Nose crinkling, St. Clair peered more carefully at the cluster of abandoned hives clinging together on the underside of an overhanging branch. When he realized what he was looking at, he nearly fell off the raised plant bed.

It was the sheer number of them that had thrown him. But he saw now that they were all identical to the one he'd seen just a few minutes before in Schumar's lab. Seeds. Tons of them.

"Are these all seeds?" Hubert St. Clair croaked.

"They came with the latest growth spurt," Schumar said. "Thousands on each tree. It was in my report."

St. Clair slipped around the far side of the tree. Another cluster of seeds clutched a branch on the other side. Still others were visible higher up.

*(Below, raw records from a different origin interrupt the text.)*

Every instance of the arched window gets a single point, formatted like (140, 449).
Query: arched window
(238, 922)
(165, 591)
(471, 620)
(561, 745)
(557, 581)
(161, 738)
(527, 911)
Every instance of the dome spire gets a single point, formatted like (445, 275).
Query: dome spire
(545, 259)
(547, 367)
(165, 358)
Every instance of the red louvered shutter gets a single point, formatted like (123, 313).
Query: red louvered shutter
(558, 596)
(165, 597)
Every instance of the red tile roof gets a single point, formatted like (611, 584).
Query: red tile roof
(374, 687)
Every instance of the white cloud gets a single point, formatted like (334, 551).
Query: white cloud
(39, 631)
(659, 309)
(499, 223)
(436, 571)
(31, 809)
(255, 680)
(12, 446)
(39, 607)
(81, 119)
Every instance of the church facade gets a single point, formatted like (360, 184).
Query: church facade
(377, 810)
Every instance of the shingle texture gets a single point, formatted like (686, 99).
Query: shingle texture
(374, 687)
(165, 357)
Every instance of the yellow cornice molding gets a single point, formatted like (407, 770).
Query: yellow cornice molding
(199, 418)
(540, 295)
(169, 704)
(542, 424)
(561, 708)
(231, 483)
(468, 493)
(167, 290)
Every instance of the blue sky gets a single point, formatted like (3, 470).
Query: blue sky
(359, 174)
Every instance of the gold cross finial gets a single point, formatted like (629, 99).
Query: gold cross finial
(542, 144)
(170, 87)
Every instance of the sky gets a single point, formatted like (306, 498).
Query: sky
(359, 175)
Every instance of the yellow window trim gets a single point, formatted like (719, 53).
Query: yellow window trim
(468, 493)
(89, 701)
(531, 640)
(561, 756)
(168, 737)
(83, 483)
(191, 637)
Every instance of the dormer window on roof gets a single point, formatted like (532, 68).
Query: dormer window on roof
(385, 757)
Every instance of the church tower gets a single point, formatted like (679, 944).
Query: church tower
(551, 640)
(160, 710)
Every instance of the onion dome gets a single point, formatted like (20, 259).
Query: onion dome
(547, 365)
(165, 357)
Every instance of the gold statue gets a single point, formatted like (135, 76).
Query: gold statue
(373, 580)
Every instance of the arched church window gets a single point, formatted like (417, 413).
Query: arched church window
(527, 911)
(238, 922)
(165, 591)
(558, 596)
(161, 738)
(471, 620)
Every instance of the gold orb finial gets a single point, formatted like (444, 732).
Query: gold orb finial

A second tree grew a few feet away in the same bed. St. Clair saw more of the teardrop-shaped blue seedlets clinging all over the branches.

Numbly, he climbed down from the bed. His mind was reeling.

"What about the seed coats?" St. Clair asked. "They look like leather."

"Not a problem," Schumar said excitedly. "They're tough-looking but easily penetrated by water. We had a lingering of some chemical inhibitors prior to germination, but that's been eliminated. Now the growth inhibitors are easily bleached away by the introduction of water."

"Just regular water?" St. Clair asked.

"Tap water, rainwater. It's all the same," Schumar said. "Of course, that's not going to be good enough for all alien climates. And at this point it wouldn't even work for some of Jupiter's moons or Mars, since we've got ice to contend with there. The next generations of the plants will have to be weaned from water."

"Weaned?" St. Clair asked, coming back around.